The Ensembl gene IDs were converted to Entrez Gene ID using web-based tool Clone/Gene ID Converter, version 2.0 http://idconverter.bioinfo.cnio.es/ [65]. The over-represented ontological categories were identified using PIPE2 http://pipe2.systemsbiology.net/PIPE2/ [66] with the Entrez Gene IDs.

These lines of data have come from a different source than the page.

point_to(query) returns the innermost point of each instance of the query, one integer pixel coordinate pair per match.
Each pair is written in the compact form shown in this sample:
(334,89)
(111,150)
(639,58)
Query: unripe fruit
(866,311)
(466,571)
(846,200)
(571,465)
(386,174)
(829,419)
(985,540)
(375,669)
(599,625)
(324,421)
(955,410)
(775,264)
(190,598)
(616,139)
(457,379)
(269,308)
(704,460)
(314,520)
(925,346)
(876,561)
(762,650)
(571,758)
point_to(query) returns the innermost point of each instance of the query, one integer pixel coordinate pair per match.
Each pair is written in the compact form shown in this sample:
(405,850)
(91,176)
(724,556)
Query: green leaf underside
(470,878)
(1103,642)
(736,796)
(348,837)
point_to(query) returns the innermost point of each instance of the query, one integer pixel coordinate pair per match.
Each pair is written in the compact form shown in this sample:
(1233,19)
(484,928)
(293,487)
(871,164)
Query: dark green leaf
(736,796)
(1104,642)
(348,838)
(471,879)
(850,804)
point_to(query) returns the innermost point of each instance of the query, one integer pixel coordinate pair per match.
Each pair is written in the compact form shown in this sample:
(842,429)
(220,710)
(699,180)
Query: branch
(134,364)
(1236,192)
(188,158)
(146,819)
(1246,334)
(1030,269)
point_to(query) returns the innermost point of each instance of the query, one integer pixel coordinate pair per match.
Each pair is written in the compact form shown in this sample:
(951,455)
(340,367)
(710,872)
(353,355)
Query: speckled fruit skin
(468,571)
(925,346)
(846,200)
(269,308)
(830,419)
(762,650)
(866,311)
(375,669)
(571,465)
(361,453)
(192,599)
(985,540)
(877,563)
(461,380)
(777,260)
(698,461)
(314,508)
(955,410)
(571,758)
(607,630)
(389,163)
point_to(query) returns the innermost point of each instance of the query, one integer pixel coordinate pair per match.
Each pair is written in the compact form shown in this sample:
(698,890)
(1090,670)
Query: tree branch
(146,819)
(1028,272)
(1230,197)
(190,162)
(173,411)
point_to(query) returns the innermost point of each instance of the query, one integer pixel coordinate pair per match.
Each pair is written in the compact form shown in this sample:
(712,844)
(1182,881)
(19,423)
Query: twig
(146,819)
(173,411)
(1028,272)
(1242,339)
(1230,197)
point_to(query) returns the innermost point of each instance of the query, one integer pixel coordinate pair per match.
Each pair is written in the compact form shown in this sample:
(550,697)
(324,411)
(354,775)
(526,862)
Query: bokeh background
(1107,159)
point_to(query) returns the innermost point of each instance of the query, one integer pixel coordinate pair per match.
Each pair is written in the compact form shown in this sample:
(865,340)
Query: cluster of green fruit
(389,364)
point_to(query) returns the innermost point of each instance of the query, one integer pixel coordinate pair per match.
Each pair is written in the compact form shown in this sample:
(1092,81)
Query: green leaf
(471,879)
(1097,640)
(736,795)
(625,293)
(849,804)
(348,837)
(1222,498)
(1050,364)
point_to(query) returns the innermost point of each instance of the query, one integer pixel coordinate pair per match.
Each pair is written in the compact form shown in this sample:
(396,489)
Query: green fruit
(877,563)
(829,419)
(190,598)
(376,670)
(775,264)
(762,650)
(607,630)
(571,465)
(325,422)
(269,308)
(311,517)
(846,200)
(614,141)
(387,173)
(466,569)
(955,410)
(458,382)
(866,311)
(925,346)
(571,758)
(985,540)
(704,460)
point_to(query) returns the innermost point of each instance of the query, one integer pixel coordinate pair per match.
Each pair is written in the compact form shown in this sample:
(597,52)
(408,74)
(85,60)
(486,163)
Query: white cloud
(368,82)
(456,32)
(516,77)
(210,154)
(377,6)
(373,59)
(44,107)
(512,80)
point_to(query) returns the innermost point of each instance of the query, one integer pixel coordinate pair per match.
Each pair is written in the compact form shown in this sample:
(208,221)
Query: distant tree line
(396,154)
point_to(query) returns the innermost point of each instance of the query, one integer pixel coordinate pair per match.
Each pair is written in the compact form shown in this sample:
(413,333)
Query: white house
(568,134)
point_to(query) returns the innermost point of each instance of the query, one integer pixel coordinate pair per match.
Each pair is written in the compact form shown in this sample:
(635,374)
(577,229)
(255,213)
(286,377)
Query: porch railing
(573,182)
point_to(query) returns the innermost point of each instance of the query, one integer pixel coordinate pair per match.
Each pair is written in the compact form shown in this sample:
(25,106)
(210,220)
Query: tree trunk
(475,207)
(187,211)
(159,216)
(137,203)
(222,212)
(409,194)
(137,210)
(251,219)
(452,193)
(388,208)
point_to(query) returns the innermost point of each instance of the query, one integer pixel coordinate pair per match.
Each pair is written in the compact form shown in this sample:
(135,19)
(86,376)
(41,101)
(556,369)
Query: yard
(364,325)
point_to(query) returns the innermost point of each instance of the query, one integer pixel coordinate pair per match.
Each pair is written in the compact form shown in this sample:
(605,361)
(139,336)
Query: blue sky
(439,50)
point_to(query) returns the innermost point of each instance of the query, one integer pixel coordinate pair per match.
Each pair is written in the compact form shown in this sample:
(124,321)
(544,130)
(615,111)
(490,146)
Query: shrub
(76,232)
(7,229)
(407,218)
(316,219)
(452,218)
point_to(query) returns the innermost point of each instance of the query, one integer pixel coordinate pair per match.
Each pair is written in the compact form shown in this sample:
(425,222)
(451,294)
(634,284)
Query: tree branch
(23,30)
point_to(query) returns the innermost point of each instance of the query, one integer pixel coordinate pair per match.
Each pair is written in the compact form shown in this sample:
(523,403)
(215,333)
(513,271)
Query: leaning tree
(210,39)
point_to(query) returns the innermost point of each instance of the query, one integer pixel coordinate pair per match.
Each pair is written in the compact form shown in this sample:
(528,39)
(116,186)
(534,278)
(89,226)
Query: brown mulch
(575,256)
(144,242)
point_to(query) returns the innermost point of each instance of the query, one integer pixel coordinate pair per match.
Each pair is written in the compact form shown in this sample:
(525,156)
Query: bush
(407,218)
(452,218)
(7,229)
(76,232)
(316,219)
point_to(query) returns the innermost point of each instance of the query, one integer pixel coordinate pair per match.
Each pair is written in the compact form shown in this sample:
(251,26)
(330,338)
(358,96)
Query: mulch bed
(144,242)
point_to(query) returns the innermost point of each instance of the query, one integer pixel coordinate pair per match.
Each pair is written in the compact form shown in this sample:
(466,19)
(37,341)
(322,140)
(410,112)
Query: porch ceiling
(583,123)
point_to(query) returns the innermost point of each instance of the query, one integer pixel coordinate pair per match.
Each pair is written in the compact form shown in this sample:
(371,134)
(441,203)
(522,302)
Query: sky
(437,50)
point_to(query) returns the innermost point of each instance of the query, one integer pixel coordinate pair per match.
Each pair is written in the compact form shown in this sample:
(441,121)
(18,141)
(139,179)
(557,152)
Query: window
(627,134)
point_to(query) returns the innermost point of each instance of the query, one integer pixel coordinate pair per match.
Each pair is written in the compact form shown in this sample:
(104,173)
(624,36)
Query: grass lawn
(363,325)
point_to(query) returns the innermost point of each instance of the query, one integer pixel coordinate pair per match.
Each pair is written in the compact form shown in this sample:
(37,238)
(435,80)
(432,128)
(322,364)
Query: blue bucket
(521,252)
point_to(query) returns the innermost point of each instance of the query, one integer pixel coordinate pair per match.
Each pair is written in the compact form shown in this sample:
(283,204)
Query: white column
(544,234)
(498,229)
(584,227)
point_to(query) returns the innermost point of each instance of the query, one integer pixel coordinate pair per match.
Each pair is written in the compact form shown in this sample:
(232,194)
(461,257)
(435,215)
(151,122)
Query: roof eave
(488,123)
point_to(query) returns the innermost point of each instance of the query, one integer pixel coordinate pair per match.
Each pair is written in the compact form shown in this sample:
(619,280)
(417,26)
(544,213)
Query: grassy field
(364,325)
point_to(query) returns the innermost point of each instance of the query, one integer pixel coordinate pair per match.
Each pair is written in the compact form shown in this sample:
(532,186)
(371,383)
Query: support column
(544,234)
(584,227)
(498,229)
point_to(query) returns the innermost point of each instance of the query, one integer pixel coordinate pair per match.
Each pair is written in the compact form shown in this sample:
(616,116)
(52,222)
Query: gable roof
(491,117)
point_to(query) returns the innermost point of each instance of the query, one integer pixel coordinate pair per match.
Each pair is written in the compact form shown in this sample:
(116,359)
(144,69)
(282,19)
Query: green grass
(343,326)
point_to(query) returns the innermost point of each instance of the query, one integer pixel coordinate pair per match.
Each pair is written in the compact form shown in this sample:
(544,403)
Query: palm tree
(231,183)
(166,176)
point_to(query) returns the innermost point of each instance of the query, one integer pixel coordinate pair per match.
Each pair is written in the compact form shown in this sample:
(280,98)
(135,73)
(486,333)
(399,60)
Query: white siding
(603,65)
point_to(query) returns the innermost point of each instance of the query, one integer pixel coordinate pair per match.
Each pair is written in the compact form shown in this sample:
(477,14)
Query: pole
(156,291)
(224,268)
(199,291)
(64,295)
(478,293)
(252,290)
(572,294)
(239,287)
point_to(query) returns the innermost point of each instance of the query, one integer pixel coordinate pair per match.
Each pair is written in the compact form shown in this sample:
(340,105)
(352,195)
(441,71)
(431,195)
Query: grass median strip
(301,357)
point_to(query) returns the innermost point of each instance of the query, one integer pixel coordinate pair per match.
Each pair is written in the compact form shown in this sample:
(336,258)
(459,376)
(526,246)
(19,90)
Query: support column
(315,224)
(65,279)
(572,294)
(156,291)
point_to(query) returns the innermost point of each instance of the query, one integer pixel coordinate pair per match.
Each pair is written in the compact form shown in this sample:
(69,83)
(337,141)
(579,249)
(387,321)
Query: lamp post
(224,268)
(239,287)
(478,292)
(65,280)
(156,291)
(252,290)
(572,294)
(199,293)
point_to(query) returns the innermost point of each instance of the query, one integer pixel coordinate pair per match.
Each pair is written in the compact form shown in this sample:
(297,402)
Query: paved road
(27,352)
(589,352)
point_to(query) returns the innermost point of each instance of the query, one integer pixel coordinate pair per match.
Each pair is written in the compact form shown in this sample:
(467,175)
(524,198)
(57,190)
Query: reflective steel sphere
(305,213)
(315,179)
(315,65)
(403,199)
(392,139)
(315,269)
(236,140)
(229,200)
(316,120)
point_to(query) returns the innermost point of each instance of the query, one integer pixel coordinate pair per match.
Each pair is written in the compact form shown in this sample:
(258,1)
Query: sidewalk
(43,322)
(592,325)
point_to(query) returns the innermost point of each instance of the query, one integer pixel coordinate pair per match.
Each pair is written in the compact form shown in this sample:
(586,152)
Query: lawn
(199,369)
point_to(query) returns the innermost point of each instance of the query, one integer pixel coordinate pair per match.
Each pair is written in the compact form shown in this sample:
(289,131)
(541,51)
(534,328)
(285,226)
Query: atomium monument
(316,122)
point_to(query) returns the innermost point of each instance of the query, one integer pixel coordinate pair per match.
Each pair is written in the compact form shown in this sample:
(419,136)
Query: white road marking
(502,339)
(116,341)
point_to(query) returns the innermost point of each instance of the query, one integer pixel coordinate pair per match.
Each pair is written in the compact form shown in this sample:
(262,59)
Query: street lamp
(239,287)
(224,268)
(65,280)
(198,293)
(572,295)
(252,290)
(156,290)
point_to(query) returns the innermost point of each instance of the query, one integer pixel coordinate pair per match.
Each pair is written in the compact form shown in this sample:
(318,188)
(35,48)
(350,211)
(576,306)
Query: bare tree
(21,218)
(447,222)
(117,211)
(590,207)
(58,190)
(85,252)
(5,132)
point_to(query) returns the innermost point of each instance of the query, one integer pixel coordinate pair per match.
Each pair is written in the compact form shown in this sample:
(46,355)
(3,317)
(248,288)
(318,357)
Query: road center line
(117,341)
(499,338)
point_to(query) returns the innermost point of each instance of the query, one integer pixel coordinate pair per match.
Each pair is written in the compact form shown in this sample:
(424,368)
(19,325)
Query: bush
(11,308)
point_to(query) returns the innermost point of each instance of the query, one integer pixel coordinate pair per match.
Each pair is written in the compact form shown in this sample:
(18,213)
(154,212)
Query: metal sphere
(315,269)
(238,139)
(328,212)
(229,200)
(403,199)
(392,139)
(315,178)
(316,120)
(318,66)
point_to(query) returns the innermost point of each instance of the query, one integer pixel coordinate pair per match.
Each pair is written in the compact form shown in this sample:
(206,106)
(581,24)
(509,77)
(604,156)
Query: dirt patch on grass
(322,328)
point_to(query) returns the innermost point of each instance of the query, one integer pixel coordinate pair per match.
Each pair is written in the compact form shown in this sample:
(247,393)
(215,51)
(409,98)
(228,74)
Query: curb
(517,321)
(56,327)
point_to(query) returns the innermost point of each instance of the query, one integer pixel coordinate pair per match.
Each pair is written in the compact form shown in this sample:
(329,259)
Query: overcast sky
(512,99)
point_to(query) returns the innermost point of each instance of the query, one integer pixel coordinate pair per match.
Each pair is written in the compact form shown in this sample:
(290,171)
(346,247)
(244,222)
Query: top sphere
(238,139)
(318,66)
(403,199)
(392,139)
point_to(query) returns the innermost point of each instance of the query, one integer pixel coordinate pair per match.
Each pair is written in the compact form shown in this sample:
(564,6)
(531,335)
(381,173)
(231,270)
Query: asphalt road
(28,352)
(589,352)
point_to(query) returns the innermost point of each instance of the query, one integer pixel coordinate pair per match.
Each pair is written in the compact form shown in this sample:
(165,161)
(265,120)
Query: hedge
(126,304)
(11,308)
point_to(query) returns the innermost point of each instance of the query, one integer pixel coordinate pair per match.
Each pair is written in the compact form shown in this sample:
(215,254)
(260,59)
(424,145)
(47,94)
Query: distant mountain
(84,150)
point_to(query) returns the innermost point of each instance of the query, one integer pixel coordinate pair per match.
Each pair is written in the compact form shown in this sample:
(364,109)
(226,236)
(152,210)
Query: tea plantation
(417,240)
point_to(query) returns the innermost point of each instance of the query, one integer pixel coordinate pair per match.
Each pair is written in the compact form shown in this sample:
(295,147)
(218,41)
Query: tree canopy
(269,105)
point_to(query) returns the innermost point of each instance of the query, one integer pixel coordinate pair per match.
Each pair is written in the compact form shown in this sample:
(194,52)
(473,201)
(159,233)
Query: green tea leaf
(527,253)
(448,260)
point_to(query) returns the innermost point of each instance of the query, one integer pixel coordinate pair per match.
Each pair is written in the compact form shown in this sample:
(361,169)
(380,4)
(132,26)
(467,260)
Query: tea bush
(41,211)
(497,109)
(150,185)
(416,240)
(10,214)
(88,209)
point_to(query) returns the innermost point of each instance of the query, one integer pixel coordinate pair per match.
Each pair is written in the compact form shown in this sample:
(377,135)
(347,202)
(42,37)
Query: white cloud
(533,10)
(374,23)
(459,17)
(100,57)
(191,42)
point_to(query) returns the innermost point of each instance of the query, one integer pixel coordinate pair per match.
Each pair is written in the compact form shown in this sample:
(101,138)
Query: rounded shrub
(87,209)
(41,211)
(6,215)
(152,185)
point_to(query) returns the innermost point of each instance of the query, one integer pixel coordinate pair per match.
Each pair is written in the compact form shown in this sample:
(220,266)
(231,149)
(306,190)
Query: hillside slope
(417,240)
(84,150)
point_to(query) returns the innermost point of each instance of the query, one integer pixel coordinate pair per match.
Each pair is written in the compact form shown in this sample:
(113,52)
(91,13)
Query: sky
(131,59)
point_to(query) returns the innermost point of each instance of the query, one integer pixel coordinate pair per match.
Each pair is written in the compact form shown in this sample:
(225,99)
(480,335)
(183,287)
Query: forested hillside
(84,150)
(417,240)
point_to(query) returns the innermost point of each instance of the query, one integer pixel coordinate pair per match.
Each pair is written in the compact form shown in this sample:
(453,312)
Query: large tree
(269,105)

Co-immunoprecipitation assay

The cDNAs encoding full-length mInsc, DTWD2, PSD-95 and GRIP1 were amplified from mouse brain cDNA libraries by PCR and subcloned into pCMV-Tag2 or pCMV-Tag3 (Clontech) for the expression of Flag-tagged or Myc-tagged proteins, respectively. As for mInsc and DTWD2, deletion mutants lacking C-terminal four AAs were also constructed. Transfection of these plasmids into COS-7 cells (RIKEN Cell Bank) was performed using Lipofectamine 2000 (Invitrogen) according to the manufacturer's protocols. Transfected cells were lysed in Tris buffer (120 mM NaCl, 1 mM EDTA, 20 mM Tris-Cl pH 7.5, 0.5% (v/v) Triton X-100, protease inhibitors cocktail) and briefly sonicated. Lysates were centrifugated (10 min; 15,000 × g) to remove insoluble matter. Anti-Flag-M2 agarose (Sigma-Aldrich) were added to the supernatant fraction and incubated for 2 hrs at 4°C. After washing, all precipitated complex were denatured in SDS sample buffer and subjected to SDS-PAGE followed by Western blot analysis using anti-Myc antibody (Santa Cruz Biotechnology) or anti-Flag antibody (Sigma-Aldrich), and chemiluminescence-based detection system ECL plus (GE Healthcare).